A segunda vez foi na MTV, em que apareço num show do Raimundos, no Junta Tribo, que aconteceu no observatório da Unicamp, totalmente coberto de pó (tirei terra de orifícios do meu corpo ao longo de toda aquela semana) e levando uma botinada de um punk que fazia mosh e pulou bem onde eu estava. O bico da bota acertou em cheio meu olho direito. Tive chance de rever isso outro dia, quando passou um especial de 10 anos (já?!) do Junta Tribo.
A terceira vez que apareci, foi um dia que estava na Unicamp nas férias. Quem foi pra Unicamp nas férias sabe como aquilo fica deserto. Bom, eu fui acompanhar meu amigo André, então estudante de arquitetura da PUCC, a filmar um projeto de urbanismo. Minha função era atirar uma bola de basquete, como se estivesse jogando boliche, através daqueles caminhos de pedrinha do ciclo básico enquanto ele filmava o trajeto da bola. Nunca entendi direito a proposta do filme. Acho que era algo sobre uma metáfora da circulação das pessoas. Bom, uma hora em que fui longe, quase na BC já, para pegar a bola depois de um arremesso muito eficaz, uma moça sorridente, seguida de um câmera carrancudo, se aproximou de mim e perguntou se eu não poderia dar uma entrevista sobre Viagra.
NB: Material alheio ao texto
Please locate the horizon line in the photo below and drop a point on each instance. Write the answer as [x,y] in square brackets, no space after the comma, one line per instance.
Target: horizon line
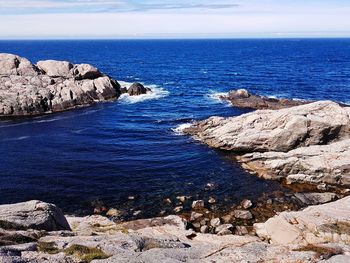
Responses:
[171,38]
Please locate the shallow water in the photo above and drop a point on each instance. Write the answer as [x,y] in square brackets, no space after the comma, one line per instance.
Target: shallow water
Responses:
[111,150]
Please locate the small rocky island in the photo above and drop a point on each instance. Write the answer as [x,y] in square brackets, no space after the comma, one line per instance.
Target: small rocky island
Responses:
[298,143]
[241,98]
[53,86]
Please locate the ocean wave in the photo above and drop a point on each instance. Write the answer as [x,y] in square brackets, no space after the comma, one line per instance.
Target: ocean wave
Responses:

Mal sabia o que era isso, o produto acabara de ser lançado. Disse isso aos dentes brancos, ao que estes me responderam que não tinha problema, eles me dariam uma pergunta para decorar e então fazer para a câmera. Não sei porque aceitei. Malditos dentes hipnóticos! Me posicionei frente à lente e disparei: "Gostaria de saber: Viagra vicia?" Deveria ser daqueles programas que aparece a pergunta do cidadão anônimo e preocupado e depois corta para a resposta do médico. A acionista da Colgate me disse em que canal e hora iria passar o negócio. Mas nessa altura já estava completamente arrependido. Nem quis assistir.
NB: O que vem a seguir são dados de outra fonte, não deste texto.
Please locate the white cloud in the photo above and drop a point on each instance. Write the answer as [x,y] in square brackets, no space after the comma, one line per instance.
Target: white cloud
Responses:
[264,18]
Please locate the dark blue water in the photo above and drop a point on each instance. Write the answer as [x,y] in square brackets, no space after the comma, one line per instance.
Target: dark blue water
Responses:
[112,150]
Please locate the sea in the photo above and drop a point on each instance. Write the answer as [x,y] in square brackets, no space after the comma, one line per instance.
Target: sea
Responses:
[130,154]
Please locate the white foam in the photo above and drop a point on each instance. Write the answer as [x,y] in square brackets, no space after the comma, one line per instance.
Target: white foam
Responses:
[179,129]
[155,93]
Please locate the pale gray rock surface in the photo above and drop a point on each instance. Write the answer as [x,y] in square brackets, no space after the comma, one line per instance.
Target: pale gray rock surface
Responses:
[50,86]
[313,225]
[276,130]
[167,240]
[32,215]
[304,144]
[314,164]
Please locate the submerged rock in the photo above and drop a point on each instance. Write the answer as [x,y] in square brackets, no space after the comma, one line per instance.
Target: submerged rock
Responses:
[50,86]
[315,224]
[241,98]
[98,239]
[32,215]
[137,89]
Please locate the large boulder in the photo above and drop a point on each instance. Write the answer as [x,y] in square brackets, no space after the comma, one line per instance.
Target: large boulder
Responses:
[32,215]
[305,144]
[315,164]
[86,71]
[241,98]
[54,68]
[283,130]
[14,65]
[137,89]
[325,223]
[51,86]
A quarta vez que apareci na tv, foi naquele canal 25 (quem tem net em Campinas sabe qual é: uma tv local que tem vários programas "jovens"). Tinha acabado de fazer tatuagem no Gatto e ele me falou que iria na tv falar sobre sua arte, perguntando para mim e para a Dani se não queríamos ir como clientes satisfeitos. Aceitamos. Lá estou eu, no canal 25, mostrando minha recém-feita tattoo e falando muita merda sobre período de cicatrização, como lidar com arrependimentos possíveis, sobre meu piercing e a Dani dando um fora na apresentadora imbecil que queria dar de feminista esclarecida, perguntando pra ela se não era verdade que as mulheres têm que bater nos homens (?!)...
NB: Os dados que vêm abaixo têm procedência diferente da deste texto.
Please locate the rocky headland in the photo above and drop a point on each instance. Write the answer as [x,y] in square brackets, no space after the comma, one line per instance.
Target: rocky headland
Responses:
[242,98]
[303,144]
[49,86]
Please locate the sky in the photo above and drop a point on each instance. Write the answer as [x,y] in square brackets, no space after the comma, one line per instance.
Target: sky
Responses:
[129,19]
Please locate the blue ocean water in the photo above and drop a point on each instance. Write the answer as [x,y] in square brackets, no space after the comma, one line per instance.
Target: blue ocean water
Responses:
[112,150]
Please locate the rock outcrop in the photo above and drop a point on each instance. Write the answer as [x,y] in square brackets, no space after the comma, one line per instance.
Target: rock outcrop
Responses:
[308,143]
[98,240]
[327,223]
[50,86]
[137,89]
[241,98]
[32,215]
Bom, desde a primeira tatuagem meu pai sempre brigou. Essa tinha feito sem falar nada. "Tudo bem" - pensei - "ninguém assiste essa porcaria mesmo". No dia seguinte meu pai, triste e bravo, me pergunta porque não contei que faria nova tatuagem. Não foi legal ele ter sabido por colegas no hospital! Fala sério, que médico fica assistindo canal 25 no meio da tarde, reconhece o filho do colega e no dia seguinte vai fofocar?
Agora não parece tão espantoso meu pavor do dia de hoje, quando vi aquela loira com o tailleurzinho preto de executiva-de-média-empresa se aproximando, não?

Um comentário:

Maria disse...

Chris, eu to rindo aqui sem parar.... meu deus!!! Quanto azar!!!!!!!!